The train one didn’t come with video, but I can’t imagine just letting my car turn itself onto tracks and going 40 feet without thinking.
My Ford even thinks about going too close to another lane and I’m intervening even if it was really going to be no big deal. I can’t imagine this level of “oh well”.
Tesla drivers/riders are really nuts…
Tesla’s new automatic suicide feature
I think that’s called “murder”
Full Self Destruction
Teslas do still have steering wheels, after all
You don’t say!
It’s stupider than I thought reading the headline. That car started driving down the fing tracks
Tesla’s have a problem with the lefts.
Elongated Musketon: UM THAT WAS JUST 1 FAULTY MODEL STOP CHERRY PICKING GUYS JUST BUY IT!!!1
Clearly the train didn’t yield properly, time to ban trains.
I mean, he did specifically come up with his idiotic “Hyperloop” concept to kill California’s high speed rail project
For as much as I’d like to see Tesla stock crash these days, and without judging on the whole autonomous car topic, this IS cherrypicking.
Human drivers aren’t exactly flawless either, but we won’t ban human driven cars because some acts recklessly or other had a seizure while driving.
If statistically self driving cars are safer, I’d rather have them and reduce the risk of coming across another reckless driver.
Damn. I hope the train is ok
If only there was a way to avoid the place where trains drive.

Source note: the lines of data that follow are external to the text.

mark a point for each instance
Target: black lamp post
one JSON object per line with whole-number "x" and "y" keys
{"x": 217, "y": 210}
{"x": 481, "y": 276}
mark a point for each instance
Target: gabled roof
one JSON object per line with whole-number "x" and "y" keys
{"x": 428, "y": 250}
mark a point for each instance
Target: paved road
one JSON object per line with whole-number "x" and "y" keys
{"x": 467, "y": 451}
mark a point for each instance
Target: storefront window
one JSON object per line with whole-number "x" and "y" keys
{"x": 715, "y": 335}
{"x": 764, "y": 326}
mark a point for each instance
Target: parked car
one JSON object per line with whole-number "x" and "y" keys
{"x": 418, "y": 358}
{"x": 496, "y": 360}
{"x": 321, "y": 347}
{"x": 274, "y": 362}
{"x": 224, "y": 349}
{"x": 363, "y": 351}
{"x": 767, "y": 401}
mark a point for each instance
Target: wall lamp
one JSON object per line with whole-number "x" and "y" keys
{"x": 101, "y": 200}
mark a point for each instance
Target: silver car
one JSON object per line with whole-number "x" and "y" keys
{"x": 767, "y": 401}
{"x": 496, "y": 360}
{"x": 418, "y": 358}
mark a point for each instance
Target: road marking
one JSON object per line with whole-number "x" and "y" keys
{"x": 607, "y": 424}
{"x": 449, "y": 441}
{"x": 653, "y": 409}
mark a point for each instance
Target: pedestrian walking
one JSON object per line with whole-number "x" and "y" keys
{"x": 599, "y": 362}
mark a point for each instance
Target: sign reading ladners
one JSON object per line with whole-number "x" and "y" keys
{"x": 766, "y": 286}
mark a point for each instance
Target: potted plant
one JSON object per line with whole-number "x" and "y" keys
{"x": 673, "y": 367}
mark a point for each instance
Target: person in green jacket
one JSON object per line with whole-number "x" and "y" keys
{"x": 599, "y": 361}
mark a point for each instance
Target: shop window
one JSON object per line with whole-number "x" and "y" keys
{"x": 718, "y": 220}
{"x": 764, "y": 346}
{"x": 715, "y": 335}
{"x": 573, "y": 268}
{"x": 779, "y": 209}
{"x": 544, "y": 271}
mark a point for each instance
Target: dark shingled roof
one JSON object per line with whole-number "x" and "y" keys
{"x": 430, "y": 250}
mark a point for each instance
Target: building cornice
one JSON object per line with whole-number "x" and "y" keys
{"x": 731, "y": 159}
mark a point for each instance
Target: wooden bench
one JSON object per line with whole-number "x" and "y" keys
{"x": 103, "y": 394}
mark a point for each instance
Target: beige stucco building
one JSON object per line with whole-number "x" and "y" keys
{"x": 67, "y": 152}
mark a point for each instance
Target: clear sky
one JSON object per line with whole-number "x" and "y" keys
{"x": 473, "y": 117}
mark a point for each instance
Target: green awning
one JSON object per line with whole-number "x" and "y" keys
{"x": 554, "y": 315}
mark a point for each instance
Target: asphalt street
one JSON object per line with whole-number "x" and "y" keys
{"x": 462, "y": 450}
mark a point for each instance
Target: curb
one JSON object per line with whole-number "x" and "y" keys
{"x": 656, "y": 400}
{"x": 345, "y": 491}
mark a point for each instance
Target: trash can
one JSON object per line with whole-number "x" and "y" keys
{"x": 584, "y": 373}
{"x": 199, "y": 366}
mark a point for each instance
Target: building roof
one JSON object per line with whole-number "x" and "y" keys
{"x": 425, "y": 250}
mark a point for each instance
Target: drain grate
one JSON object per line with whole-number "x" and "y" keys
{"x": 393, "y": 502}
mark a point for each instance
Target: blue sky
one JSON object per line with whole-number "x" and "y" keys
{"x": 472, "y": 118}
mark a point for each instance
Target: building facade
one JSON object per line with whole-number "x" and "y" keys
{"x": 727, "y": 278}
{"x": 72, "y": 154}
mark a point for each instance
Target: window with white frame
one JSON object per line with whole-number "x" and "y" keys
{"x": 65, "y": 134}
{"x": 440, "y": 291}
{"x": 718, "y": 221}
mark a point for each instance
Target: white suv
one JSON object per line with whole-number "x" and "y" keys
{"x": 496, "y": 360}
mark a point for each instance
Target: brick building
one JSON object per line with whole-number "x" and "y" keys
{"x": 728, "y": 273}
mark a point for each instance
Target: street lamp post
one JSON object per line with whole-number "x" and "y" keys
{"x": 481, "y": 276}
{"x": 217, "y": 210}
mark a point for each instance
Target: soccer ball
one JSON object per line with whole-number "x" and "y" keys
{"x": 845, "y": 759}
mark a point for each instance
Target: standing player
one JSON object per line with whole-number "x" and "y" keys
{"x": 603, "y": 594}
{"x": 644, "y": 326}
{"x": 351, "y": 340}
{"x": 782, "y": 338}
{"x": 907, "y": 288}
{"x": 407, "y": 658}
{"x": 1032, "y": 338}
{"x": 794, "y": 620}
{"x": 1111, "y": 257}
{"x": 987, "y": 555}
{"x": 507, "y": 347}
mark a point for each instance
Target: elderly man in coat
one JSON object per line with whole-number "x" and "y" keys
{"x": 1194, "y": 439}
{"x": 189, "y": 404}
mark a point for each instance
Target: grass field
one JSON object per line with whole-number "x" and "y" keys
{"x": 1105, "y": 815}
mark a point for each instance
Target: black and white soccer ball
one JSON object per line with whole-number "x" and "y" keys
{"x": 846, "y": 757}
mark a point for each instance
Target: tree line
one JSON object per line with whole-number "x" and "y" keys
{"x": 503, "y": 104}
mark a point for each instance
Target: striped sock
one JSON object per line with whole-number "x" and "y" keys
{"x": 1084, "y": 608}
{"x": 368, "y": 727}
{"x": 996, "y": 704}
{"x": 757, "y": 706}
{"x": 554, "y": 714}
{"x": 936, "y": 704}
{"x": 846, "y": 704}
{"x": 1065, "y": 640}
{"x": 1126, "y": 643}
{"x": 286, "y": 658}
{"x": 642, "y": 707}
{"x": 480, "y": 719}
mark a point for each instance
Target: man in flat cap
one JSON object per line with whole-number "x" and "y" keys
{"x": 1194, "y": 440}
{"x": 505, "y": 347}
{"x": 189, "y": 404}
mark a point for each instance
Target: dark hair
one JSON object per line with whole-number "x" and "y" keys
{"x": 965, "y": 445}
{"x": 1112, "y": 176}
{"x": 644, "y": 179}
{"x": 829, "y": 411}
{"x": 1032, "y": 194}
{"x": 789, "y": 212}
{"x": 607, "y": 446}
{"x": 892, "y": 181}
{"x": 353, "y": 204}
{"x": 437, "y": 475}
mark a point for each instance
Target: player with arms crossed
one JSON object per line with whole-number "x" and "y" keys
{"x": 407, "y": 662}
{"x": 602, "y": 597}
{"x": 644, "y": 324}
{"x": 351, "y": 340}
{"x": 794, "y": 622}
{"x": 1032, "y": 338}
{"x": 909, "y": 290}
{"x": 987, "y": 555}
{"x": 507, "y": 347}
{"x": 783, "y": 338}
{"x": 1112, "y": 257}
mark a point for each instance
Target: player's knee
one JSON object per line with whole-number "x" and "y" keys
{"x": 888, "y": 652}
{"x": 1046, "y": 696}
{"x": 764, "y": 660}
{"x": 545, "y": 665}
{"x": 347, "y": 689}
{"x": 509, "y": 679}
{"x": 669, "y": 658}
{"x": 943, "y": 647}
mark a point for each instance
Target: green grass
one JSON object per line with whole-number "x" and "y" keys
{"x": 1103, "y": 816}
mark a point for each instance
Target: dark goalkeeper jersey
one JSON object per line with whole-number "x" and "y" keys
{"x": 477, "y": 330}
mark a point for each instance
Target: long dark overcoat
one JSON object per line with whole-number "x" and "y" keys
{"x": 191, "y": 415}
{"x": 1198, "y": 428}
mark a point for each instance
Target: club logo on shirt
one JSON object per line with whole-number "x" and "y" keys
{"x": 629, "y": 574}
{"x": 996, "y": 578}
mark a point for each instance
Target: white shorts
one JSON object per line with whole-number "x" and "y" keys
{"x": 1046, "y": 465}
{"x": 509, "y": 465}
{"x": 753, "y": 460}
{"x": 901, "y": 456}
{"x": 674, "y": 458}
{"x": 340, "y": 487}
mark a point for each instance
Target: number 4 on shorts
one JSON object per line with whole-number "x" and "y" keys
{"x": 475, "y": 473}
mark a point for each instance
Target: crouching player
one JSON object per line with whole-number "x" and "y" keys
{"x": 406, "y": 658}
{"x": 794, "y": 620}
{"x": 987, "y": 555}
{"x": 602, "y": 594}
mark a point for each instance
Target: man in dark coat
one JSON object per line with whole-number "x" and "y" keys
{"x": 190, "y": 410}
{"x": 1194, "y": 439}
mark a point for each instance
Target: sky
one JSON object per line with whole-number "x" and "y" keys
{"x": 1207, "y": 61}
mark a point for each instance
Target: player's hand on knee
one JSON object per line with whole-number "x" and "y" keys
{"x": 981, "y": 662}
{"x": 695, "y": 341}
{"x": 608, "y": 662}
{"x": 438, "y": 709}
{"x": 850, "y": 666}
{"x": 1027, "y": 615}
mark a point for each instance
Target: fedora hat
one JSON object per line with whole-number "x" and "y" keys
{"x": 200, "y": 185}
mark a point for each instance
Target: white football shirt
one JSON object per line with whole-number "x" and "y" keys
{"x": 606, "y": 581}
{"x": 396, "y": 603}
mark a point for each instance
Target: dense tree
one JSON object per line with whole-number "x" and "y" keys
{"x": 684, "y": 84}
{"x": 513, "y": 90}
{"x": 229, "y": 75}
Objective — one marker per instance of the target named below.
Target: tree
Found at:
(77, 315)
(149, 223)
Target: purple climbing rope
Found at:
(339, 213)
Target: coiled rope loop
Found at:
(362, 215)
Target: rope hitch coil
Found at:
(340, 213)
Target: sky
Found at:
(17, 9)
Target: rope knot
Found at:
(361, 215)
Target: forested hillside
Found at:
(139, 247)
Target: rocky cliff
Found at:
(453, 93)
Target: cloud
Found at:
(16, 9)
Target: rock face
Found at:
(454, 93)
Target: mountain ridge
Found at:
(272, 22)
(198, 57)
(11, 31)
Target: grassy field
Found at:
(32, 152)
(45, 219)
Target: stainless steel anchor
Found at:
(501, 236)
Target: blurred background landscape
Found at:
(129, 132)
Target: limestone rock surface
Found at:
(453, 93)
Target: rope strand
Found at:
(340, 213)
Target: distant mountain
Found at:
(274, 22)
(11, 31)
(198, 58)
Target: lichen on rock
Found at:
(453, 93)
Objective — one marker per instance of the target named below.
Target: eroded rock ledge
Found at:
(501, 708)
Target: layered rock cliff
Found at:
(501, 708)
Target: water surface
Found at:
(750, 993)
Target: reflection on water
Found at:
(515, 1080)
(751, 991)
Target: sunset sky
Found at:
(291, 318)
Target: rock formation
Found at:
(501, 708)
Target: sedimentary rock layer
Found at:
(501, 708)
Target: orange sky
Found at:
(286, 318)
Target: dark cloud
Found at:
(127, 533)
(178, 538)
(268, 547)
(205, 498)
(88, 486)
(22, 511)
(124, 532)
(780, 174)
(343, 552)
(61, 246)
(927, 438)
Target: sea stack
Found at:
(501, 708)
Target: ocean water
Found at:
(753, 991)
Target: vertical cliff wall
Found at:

I checked first. They didn’t make a turn into a crossing. It turned onto the tracks. Jalopnik says there’s no official statement that it was actually driving under FSD(elusion) but if it was strictly under human driving (or FSD turned itself off after driving off) I guarantee Tesla will invade privacy and slander the driver by next day for the sake of court of public opinion
They didn’t make a turn into a crossing. It turned onto the tracks.
Just to be clear for others, it did so at a crossing. That’s still obviously not what it should have done and it’s no defence of the self-driving feature, but I read your comment as suggesting it had found its way onto train tracks by some other route.
Thanks. I could have clarified better myself. I meant “didn’t turn from a rail-parallel road onto a crossing to be met by a train it couldn’t reasonably detect due to bad road design”
How could the left do this /s
Next up: “Train is a communistic tool to restrict vehicular freedom. Banish trains! More highways!”
This is unironically something I’ve heard people argue about public transport in general, that its a tool to control people’s movement.
Just one more lane, bro!
Train often frequented by Hamas supporters canceled a Tesla.
Working as expected then.
Tesla’s self-driving is pretty shite but they seem to have a particular problem with railway crossings, as also pointed out in the article. Of all of the obstacles for the self-driving system to fail to detect, the several thousand tons of moving steel is probably one of the worst outcomes.
Maybe if they use LIDAR like they should have instead of just cameras it wouldn’t be such an issue, but they’re determined to minimize costs and maximize profits at the expense of consumers as are all publicly traded companies
You don’t understand. Musk likes how they look, we can’t disturb that for “safety”!
Or it no longer has anything to do with making a vehicle look cool.
The Lucid Air is equipped with up to 32 on-board sensors, including long range Lidar radar, short-range radar, surround view monitoring cameras.
It’s because musk treats all his businesses like startups, and no matter how successful they get, in the interest of “trimming the fat” he’d like to keep people buying inferior products at a higher profit margin than thinking about better investment and long term growth, just like many companies.
That, and little kids… and motorcycles… and school busses
Don’t forget “styrofoam walls painted to look like tunnels”. Fucking looney tunes.